Hi Alex,

Perhaps Parth can jump in here as he has deeper knowledge of Parquet.

My understanding is that the planning-time metadata is used for partition 
(directory) and row group pruning. By scanning the footer of each Parquet row 
group, Drill can determine whether that group contains data that the query must 
process. Only groups that could contain target data are included in the list of 
groups to be scanned by the query's scan operators.

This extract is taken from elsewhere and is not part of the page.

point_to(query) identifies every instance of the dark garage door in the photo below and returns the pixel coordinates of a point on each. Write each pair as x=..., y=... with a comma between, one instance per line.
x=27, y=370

For example, suppose we do a query over a date range and a US state:

SELECT saleDate, prodId, quantity FROM `sales`WHERE dir0 BETWEEN '2018-07-01` 
AND '2018-07-31'AND state = 'CA'

Suppose sales is a directory that contains subdirectories partitioned by date, 
and that state is a dictionary-encoded field with metadata in the Parquet 
footer.

In this case, Drill reads the directory structure to do the partition pruning 
at planning time. Only the matching directories are added to the list of files 
to be scanned at run time.

Then, Drill scans the footers of each Parquet row group to find those with 
`state` fields that contain the value of 'CA'. (I believe the footer scanning 
is done only for matching partitions, but I've not looked at that code 
recently.)

Finally, Drill passes the matching set of files to the distribution planner, 
which assigns files to minor fragments distributed across the Drill cluster. 
The result attempts to maximize locality and minimize skew.

Could this have been done differently? There is a trade-off. If the work is 
done in the planner, then it can be very expensive for large data sets. But, on 
the other hand, the resulting distribution plan has minimal skew: each file 
that is scheduled for scanning does, in fact, need to be scanned.

Suppose that Drill pushed the partition and row group filtering to the scan 
operator. In this case, operators that received files outside of the target 
date range would do nothing, while those with files in the range would need to 
do further work, resulting in possible skew. (One could argue that, if files 
are randomly distributed across nodes, then, on average, each scan operator 
will see roughly the same number of included and excluded files, reducing skew. 
This would be an interesting experiment to try.)

Another approach might be to do a two-step execution. First distribute the work 
of doing the partition pruning and row group footer checking. Gather the 
results. Then, finish planning the query and distribute the execution as is 
done today. Here, much new code would be needed to implement this new form of 
task, which is probably why it has not yet been done.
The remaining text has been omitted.